Sergio Navarretta is a Canadian film director, who draws inspiration from Italian cinema. Navarretta is best known for The Cuban, and his first feature film Looking for Angelina, based on the true-life story of Angelina Napolitano. The International Women of the World in Bologna, Italy presented Navarretta with a special award on September 18, 2010, for his work on Looking For Angelina. Navarretta is a co-founder of S.N.A.P. Films Inc., along with his partner Alessandra Piccione.

Navarretta has directed several other projects including the short film, Serena DeBergerac, and the award-winning Over a Small Cup of Coffee, which premiered at the Toronto Italian Film Awards in June 2001. He directed the documentary Going to the Movies, which premiered in September 2002 at the Academy of Canadian Cinema and Television screening series, and the dramatic film, Il Bagno (The Bath), which premiered in June 2002 at the Toronto Italian Film Festival.  In 2003 he directed another short film, Commedia, an operatic piece inspired by Commedia dell’arte characters and aerial acrobatics, which appeared on Bravo! later that year. In 2012 he directed The Fortune Cookie  and it won a Best in Shorts Award  and in 2014 he directed En Plein Air  which showcased at Nuit Blanche in Sault Ste. Marie, Ontario.

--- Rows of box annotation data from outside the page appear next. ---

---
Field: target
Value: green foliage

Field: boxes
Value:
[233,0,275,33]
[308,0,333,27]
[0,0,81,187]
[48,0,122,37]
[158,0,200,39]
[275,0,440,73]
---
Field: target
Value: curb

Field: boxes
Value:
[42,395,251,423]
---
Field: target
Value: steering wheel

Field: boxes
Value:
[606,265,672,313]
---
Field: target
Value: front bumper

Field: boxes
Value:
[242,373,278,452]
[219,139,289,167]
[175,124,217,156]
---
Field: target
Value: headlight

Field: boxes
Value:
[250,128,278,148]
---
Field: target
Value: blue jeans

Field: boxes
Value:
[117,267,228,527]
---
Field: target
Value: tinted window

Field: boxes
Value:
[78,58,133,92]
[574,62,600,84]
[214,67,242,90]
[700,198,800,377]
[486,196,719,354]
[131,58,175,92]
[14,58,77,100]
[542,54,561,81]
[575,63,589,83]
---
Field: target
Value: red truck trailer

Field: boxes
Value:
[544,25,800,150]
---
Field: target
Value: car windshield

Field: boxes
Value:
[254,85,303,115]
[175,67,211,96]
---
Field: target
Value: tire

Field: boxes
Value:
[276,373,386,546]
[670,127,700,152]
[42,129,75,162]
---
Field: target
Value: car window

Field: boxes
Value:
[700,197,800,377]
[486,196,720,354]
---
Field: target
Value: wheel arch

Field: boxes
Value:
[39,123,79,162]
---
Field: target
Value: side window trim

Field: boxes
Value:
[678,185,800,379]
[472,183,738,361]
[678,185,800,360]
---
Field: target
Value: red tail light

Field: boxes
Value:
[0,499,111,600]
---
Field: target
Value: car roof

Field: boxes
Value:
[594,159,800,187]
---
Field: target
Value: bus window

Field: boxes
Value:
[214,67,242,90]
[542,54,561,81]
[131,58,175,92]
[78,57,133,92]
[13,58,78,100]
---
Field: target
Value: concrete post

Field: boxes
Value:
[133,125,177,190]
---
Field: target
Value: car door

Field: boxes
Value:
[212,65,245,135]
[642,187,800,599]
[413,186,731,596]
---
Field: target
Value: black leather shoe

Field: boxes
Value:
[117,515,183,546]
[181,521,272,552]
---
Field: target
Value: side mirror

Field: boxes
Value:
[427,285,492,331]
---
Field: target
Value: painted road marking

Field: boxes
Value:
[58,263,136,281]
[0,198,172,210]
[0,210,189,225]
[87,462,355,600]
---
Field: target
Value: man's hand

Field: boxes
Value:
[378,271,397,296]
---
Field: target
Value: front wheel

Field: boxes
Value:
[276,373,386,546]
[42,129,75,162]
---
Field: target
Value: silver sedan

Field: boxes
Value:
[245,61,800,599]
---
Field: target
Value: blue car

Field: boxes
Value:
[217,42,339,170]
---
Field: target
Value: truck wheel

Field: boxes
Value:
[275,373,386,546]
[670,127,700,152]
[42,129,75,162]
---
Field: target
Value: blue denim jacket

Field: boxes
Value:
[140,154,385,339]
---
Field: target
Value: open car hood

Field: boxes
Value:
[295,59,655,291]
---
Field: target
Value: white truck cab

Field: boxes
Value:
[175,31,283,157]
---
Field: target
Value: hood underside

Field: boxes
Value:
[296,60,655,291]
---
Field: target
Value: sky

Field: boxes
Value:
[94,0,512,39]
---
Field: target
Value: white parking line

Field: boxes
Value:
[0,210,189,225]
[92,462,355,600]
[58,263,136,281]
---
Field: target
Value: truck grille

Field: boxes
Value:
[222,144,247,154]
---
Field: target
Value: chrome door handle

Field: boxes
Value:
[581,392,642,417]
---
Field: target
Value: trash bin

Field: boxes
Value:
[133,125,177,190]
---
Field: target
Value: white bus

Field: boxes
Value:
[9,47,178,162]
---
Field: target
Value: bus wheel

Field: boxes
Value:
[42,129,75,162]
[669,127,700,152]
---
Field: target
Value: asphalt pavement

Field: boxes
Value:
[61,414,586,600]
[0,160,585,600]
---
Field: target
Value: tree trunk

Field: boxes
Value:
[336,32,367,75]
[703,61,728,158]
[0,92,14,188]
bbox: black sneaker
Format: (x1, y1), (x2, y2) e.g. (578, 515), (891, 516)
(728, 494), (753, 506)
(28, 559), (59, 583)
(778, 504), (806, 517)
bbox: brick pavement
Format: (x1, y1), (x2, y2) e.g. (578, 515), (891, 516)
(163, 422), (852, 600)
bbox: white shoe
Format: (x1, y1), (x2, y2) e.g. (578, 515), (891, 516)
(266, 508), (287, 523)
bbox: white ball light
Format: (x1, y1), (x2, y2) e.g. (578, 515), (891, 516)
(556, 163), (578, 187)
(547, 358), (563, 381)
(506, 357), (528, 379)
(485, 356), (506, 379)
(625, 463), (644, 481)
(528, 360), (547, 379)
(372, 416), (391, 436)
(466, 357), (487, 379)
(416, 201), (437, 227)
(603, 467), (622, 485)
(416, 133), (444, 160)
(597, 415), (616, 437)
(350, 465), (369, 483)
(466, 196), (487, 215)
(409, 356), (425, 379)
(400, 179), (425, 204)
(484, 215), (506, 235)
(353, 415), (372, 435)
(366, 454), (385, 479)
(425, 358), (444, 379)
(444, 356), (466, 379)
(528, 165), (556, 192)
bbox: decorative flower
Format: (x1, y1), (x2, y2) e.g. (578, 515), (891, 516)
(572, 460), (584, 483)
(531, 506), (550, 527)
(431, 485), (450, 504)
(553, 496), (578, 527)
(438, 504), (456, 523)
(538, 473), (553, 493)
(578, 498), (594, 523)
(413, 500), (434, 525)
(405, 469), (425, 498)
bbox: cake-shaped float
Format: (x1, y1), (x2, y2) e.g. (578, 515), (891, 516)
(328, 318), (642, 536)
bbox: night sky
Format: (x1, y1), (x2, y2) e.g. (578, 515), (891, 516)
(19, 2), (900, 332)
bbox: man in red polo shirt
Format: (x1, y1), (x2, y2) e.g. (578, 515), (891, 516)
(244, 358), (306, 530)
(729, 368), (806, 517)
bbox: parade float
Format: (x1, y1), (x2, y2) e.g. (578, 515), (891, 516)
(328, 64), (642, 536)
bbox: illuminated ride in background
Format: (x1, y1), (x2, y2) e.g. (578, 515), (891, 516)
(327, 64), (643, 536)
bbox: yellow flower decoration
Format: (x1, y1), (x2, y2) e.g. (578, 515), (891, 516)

In 2015 Navarretta directed, The Colossal Failure of the Modern Relationship, a comedy/drama shot entirely in Niagara's wine country. Starring Krista Bridges (Heroes Reborn), Enrico Colantoni (Flashpoint, Just Shoot Me) and David Cubitt (Traders, Medium). The film had its world premiere at the Niagara Integrated Film Festival; its western Canada premiere at the Whistler Film Festival  and its U.S. premiere at Sonoma International Film Festival. The film won the Castlepoint Numa Award at the ICFF festival in Toronto. Navarretta is a founding member of the Town of Innisfil's Arts Culture and Heritage Council and served as Vice Chair of that council for a year.

In 2015, he was an executive producer on Arctic Dogs the animated feature film starring Jeremy Renner, Alec Baldwin, James Franco, Heidi Klum, John Cleese, Anjelica Huston, Omar Sy, Michael Madsen, and Laurie Holden.

In 2018, he directed The Cuban, starring Oscar winner Louis Gossett Jr. and Shohreh Aghdashloo. The film, shooting in Brantford and Brant County in southern Ontario through mid-May, also stars Degrassi: Next Class actress Ana Golja, Giacomo Gianniotti and Lauren Holly.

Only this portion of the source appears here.